Harrods in biscuit – at the Fabulous World of Dior exhibition
Harrods in biscuit – at the Fabulous World of Dior exhibition © Adrien Dirand
Biscuiteers Paddington biscuit tin, £40
Biscuiteers Paddington biscuit tin, £40
The author’s finished creations, including Paddington’s “evil twin”
The author’s finished creations, including Paddington’s “evil twin”

Today’s class is just for me. But the two-hour sessions (£90) are usually group activities, mostly for beginners and catering to everything from kids’ birthday parties to hen dos. The upside of learning this way is that the biscuits are baked and the royal icing mixed and ready to go, either in piping bags (for outlining) or squeeze bottles (for flooding). All I have to do is follow Agnese’s lead. Joining us briefly is Harriet Hastings, founder of Biscuiteers, who acknowledges a huge surge of recent interest. The Great British Bake Off may have played a part but she reckons it’s also down to a wider phenomenon of people wanting to learn a craft. “People come from Australia to do our icing classes,” she says. 

Today I’ve got three vanilla biscuits to ice: one of a cluster of balloons; another of a lit candle on a sponge cake; and the third of Paddington Bear. I’m struck by how quickly I make progress. Sure, you need a steady hand to pipe the outlines. And you have to judge the speed of piping against the consistency of the icing and the pressure on the bag. But I’m a quick study, and at times I feel like an expert calligrapher, piping out curves and lettering. Of course, my confidence is my undoing. Attempting Paddington’s face, I mess up completely and end up with what looks like his evil twin.

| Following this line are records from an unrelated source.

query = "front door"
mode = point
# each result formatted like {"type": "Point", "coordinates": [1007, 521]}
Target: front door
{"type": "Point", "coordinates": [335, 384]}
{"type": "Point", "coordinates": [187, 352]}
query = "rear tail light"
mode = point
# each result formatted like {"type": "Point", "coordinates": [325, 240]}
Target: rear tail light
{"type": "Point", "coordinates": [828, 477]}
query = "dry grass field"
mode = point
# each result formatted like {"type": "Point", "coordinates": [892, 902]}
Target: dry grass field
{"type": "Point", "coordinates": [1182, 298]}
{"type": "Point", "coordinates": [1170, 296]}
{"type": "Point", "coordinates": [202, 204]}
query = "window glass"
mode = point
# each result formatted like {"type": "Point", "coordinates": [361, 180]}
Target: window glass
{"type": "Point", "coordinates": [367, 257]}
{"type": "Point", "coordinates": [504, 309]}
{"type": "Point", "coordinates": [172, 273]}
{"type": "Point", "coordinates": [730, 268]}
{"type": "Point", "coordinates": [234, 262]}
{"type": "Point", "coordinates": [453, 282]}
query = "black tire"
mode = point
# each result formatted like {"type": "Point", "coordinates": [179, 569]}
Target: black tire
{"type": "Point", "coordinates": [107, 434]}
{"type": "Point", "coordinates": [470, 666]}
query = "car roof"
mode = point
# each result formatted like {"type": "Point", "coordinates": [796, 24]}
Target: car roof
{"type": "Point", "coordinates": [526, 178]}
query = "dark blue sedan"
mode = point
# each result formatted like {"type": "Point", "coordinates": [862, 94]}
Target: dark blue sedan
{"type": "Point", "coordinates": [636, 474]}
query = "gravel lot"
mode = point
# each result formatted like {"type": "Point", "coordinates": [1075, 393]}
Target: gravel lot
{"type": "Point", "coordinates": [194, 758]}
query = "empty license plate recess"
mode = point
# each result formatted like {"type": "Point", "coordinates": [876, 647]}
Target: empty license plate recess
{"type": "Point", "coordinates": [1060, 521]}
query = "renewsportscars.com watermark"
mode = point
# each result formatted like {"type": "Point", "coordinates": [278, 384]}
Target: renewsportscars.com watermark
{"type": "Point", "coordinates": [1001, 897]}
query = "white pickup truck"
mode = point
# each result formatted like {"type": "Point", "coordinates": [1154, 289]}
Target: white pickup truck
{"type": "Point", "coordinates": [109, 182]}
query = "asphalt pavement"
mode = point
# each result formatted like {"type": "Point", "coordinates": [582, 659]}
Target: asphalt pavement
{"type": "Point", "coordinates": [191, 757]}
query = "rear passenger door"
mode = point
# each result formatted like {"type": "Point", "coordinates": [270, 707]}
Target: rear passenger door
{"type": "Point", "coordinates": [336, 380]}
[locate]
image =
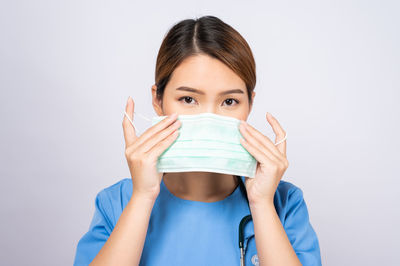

More cack-handedness turns the birthday-cake-shaped biscuit into an Amnesty International logo: the candle looks as if it is wrapped in barbed wire (not candy stripes) and rising out of a bleeding mattress (not a jam-oozing cake). Nonetheless, I’m awarded a “Certificate of Brilliance” and get to eat the results. I can’t complain. I’ve also had a blast, particularly doing the flooding.

“Bouquet” biscuits by Biscuiteers (in the Biscuiteers Book of Iced Gifts, £20)
“Bouquet” biscuits by Biscuiteers (in the Biscuiteers Book of Iced Gifts, £20)

For those looking to progress at home, Cookie Canvas (DK Ltd) by American biscuit-decorator Amber Spiegel and Baking with Kim-Joy (Quadrille) by the Great British Bake Off finalist are excellent primers. Not only do these books provide recipes for good, all-round biscuits robust enough to send in the post, but you also find tutorials on techniques that deliver big results with minimal skill. These include feathering (running a cocktail stick through wet icing) to create hearts and flowers, and lacework constructed out of a simple grid with dots. Cookie Canvas is particularly good on themed biscuits, which range from floral-patterned baby rompers to dinosaur eggs cracking open to a cable-knit hat and mittens (“almost too cute to eat”). Spiegel is also worth seeking out on YouTube as one of many icers whose videos have become a popular form of therapy: it turns out watching biscuits being decorated can be profoundly relaxing.